— Именно поэтому вы стали преподавать мертвый язык?
— Конечно, Бэйлс. Что может быть успокоительнее, чем гудение детских голосов, талдычащих «Комментарии Цезаря», слово за словом переводя те же унылые описания, что вгоняли в дрожь десятки предыдущих поколений учеников? Да я могу преподавать свой предмет даже во сне. Что, кстати, частенько и делаю.
— И вы никогда не преподавали научные дисциплины? — спросил Бэйлс.
— О, нет. Тогда бы пришлось работать мозгами, а они должны отдыхать. Я мог бы преподавать греческий, но в средней школе греческий не изучают.
— Ученый, который знает латинский и греческий языки… Вы необычный человек.
— А вы первый, кто это сказал.
Бэйлс немного помолчал.
Его собеседник выглядел абсолютно хладнокровным, абсолютно уверенным в своей способности держать все в тайне. И у него было на это право. Сколько это уже продолжается? Двенадцать лет? Но сначала, конечно, никто ничего не подозревал.
— Странно, — сказал Берроуз, — что вы потратили много времени, чтобы найти меня. Простое изменение фамилии не должно было сбить вас с толку. Как это пишут о преступниках: совершив одно преступление, преступник в дальнейшем действует по шаблону и не изменяет его? Вам следовало догадаться, что я буду продолжать преподавать.
— Вы немного запутали нас ложными ходами, — сказал Бэйлс.
— К тому же мы не думали, что вы сумеете еще раз получить работу в школьной системе. Как вам удалось вторично зарегистрироваться?
— Да никаких проблем. Моему коллеге предложили другую работу. Я просто воспользовался его именем. Зарплата настолько низкая, что больше никто не претендовал на это место.
Бэйлс кивнул. Если у вас крепкие нервы, вы будете действовать так, словно бояться нечего, и тогда многое может сойти вам с рук. Теперь стало ясно, что за чопорной личиной школьного учителя скрываются крепкие нервы. Крепкие нервы и отличные мозги.

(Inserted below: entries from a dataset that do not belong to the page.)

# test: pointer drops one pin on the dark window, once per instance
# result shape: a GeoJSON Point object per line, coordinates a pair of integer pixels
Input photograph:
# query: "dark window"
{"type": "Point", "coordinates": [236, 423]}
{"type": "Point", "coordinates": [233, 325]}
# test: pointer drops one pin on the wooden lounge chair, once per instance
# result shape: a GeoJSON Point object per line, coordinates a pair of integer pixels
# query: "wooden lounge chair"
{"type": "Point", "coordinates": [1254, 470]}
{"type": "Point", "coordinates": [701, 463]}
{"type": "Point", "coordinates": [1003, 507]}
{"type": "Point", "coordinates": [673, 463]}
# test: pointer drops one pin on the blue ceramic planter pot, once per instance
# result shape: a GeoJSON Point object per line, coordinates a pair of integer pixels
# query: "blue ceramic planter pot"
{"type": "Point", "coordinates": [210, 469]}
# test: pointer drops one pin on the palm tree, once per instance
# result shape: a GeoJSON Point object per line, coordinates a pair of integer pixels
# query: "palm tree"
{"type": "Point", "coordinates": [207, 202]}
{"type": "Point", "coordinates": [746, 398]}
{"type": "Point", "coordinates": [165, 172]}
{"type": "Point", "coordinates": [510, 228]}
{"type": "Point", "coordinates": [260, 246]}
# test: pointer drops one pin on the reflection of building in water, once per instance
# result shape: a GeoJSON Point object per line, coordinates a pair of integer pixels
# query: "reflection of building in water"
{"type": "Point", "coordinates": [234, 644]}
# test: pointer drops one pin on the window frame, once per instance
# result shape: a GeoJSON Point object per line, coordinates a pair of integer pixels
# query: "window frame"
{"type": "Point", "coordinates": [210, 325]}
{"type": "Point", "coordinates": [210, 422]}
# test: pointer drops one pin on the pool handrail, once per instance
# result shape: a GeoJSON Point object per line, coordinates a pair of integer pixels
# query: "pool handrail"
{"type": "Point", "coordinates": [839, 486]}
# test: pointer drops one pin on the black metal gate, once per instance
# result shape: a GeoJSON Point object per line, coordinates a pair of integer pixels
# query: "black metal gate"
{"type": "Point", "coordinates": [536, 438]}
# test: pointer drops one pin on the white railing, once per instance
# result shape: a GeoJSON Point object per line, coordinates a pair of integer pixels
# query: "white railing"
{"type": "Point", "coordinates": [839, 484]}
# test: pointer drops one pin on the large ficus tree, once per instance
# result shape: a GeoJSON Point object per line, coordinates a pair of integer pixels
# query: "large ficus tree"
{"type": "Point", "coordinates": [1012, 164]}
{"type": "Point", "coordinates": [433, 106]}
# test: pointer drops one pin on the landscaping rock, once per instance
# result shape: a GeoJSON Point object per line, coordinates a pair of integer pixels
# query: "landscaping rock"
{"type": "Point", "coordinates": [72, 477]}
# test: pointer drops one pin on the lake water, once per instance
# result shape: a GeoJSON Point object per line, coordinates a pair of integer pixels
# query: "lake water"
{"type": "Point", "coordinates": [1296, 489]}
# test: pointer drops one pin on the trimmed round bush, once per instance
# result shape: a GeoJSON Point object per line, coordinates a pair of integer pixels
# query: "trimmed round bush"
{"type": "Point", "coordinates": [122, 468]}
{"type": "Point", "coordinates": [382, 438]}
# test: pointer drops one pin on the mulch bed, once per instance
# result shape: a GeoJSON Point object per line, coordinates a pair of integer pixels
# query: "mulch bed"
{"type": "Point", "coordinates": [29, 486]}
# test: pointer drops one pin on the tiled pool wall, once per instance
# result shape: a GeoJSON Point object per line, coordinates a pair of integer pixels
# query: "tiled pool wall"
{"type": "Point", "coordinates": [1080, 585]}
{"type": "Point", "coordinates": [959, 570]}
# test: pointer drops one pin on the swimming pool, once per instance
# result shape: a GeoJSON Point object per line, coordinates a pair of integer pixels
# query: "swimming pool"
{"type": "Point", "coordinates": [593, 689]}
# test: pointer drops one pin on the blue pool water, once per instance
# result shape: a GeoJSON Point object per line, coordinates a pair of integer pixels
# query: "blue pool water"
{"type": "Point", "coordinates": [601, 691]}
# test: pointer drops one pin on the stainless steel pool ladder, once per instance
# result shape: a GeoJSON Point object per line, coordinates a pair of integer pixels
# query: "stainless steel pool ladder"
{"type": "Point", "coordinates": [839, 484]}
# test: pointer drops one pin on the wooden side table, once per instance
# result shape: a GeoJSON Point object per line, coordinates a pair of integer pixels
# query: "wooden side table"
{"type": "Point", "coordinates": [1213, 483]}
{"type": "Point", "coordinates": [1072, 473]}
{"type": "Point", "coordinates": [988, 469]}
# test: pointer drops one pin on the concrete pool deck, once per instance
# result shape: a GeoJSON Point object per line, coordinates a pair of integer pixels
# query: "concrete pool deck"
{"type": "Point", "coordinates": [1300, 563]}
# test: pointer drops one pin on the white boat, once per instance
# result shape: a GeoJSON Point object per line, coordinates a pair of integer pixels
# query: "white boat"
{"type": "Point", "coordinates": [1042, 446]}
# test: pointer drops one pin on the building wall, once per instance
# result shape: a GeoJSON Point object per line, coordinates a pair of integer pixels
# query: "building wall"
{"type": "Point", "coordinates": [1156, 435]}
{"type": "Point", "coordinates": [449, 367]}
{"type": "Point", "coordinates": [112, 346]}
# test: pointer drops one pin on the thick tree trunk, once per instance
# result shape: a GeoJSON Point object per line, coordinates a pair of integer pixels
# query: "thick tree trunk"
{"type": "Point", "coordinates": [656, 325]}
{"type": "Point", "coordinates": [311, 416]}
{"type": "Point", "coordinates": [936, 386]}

Бэйлс сунул руку в карман за сигаретами, вытащил пачку и тут услышал цоканье когтей по полу. Он обернулся.
Из открытой двери соседней комнаты появился немецкий дог. Это его когти стучали по полу.

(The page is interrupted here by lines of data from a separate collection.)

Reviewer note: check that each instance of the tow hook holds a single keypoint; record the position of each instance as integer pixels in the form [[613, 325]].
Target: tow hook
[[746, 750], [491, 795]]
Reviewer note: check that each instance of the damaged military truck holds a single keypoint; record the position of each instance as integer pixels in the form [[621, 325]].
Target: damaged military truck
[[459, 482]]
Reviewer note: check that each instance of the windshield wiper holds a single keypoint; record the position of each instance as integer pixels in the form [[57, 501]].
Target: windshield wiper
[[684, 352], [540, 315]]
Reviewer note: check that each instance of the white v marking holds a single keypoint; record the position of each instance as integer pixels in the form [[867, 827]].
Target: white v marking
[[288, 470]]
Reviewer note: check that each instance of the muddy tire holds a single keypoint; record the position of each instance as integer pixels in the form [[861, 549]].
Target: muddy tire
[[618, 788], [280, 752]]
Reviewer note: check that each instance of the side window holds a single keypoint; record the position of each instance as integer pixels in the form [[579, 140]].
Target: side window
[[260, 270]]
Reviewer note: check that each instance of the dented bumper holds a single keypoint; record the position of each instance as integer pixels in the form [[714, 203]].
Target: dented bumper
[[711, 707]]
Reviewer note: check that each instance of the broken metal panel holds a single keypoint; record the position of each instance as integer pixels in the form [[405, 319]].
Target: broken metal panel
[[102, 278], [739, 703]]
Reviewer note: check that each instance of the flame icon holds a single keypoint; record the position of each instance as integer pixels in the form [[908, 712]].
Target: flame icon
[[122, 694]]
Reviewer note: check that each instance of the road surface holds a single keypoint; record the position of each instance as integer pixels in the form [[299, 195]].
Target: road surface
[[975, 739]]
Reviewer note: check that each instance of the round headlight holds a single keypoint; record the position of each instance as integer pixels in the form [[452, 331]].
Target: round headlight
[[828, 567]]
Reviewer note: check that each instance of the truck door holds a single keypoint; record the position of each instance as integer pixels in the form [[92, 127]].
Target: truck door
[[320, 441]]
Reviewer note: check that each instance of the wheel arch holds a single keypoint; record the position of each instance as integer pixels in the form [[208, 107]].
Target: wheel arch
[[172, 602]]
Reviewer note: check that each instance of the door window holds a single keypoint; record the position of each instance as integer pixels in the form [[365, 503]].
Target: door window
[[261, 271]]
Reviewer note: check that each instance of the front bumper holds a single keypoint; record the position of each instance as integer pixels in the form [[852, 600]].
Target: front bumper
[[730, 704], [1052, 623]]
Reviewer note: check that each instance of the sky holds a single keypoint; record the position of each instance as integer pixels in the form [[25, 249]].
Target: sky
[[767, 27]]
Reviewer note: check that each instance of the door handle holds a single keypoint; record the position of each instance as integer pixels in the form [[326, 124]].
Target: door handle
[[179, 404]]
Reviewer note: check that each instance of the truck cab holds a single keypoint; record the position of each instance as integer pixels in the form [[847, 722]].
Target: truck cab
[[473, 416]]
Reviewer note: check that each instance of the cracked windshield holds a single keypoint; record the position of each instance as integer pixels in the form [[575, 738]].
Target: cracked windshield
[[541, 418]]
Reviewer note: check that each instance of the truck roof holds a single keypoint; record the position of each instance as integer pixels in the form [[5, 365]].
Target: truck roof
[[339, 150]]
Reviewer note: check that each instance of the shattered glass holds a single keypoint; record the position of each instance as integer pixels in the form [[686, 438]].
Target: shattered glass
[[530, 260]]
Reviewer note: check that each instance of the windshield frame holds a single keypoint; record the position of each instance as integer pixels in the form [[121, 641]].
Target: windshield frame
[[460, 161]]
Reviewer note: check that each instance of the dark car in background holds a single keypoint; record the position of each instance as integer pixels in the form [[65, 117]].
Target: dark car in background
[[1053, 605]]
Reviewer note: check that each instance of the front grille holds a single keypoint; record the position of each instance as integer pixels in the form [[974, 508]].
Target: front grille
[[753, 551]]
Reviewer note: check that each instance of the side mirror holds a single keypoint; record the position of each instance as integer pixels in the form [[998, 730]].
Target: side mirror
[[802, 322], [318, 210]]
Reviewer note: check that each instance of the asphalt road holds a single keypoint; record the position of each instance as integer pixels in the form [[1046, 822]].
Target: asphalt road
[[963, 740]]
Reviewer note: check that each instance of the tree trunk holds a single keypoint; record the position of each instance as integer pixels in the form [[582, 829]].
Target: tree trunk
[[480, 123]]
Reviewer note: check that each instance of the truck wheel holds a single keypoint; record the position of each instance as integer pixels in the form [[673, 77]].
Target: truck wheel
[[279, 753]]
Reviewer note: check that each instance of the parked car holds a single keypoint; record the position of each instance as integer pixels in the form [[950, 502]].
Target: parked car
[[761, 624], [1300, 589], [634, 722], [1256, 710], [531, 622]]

— Он наблюдал за вами все это время, — приятно улыбнулся Берроуз. — Когда вы сунули руку в карман, но не знал, что вы собираетесь достать…
— Вы хорошо обучили пса, — произнес Бэйлс.
— Естественно. Я приготовился к некоторому ограниченному насилию.
— К ограниченному насилию?
— Разумеется, никакая собака не сможет справиться с группой вооруженных и тренированных людей. Я знаю, что те, кто послал вас, Бэйлс, настроены очень решительно. Но Артур, во всяком случае, даст мне немного времени. Времени, чтобы покончить с собой и не попасть к вам в руки.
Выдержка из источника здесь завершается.